The present economic squeeze has accelerated the rate of foreclosures, or the number of people falling behind on their amortization payments are growing more and more each day. Most house mortgages lack equity since they were bought with creative loans, interest-only loans, or loaned 100 percent of the cost. If the property is sold prior to foreclosure the owner then obtains some equity on the proceeds to enable him to start a new life somewhere else.

Short-sales are most often performed by agents and brokers who deal directly with the bank. The brokers’ market consists of rehabilitation agents or real estate developers. Rehabilitation agents spruce up the property and sell to retail buyers, mostly homeowners in search of their first home or just transferred to the place. However, most retail buyers experience difficulty in getting loans to purchase their homes, so that market is tight at present.

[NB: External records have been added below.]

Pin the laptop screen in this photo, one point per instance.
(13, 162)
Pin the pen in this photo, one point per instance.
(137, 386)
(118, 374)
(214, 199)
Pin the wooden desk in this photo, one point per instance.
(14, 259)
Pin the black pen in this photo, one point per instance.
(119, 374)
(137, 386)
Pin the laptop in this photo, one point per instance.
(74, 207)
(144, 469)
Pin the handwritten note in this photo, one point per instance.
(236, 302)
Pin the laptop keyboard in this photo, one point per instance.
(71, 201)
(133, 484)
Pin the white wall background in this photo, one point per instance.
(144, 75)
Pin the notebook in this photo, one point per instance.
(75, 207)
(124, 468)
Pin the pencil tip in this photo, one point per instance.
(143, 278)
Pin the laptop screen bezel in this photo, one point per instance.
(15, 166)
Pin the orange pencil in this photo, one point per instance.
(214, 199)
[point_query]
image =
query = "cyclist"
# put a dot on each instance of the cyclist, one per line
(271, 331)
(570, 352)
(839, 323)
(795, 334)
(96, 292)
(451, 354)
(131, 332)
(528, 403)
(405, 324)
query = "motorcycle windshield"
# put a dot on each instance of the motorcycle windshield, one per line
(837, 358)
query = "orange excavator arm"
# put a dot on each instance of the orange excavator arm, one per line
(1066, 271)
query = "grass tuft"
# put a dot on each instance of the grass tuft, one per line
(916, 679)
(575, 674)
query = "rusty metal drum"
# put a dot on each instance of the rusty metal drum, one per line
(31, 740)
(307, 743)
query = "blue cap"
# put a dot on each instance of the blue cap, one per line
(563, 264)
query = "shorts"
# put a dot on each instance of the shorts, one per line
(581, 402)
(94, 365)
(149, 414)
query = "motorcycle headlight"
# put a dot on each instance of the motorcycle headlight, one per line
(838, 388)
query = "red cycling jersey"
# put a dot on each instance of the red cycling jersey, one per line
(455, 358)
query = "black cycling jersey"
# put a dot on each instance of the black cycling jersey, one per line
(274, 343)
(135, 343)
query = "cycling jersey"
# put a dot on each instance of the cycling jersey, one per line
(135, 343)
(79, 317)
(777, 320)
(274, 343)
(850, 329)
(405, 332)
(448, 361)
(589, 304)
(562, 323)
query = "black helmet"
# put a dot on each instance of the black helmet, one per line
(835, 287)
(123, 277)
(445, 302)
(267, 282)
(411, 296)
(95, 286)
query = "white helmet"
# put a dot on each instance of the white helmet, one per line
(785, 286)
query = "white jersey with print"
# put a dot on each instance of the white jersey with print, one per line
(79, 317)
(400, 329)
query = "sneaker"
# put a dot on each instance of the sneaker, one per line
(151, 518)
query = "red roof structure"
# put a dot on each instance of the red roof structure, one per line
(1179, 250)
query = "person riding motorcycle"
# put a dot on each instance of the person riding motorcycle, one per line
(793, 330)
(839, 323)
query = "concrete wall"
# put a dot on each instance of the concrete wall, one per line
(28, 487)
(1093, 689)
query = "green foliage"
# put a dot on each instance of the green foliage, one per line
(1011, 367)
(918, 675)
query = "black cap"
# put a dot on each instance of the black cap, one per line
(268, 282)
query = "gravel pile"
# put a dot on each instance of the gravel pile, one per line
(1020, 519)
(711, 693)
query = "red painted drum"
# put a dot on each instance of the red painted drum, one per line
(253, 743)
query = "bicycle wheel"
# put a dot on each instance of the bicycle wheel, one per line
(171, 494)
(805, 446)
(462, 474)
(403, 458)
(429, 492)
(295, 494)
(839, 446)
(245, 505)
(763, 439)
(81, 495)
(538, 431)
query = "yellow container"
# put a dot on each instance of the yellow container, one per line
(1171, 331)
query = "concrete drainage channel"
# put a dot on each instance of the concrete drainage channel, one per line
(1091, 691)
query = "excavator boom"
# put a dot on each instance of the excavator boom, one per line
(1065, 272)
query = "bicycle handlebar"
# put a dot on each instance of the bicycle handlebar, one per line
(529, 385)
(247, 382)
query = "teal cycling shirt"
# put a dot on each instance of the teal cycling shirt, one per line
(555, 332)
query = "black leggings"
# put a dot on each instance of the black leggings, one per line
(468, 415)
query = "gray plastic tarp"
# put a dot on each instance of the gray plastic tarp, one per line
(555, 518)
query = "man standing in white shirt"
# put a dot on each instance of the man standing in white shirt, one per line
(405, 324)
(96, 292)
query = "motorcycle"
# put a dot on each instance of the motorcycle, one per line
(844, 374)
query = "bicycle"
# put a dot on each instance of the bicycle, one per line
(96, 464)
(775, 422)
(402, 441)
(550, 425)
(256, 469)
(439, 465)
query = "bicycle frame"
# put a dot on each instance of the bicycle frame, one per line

According to Bent-Twyford, a broker doing short sales, the better market is the real estate developers. At least they have the necessary capital to perform the development on the property, either to lease them out as rental property or sell them. It is thus easier to sell to the real estate developers at the present times.

Short-selling benefits the real property owners in another way. If the mortgage is redeemed, no report of foreclosure is appended to the owner’s credit report. A foreclosure report pulls down the credit rating of an individual by as much as 175 points, which is considerable. If a short sale is consummated, the entry in the report may be ‘mortgage satisfied’, ‘satisfied by short sale’ or simply ‘satisfied’. Such an entry simply indicates the owner was able to redeem the mortgage, without specifying the method.

If you have a real estate mortgage in danger of being foreclosed, there are a number of caveats that are important. First, banks are in the business of lending, not accumulating property. Therefore they will do the best they can to be relieved of the property for foreclosure and liquidate the would-be asset. Short selling is one of the better ways of doing that, because all parties benefit. The bank disposes of the property in a profitable way (a significant percentage of the outstanding payable is interest charges and penalties that can be waived by the bank); the agent or broker earns something, while the owner gets some money out of the transaction and no negative entry in his credit report. This money would enable the owner to start somewhere with something, perhaps capital to buy a smaller house or invest in a business. The alternative would have been loss of the property without anything in return.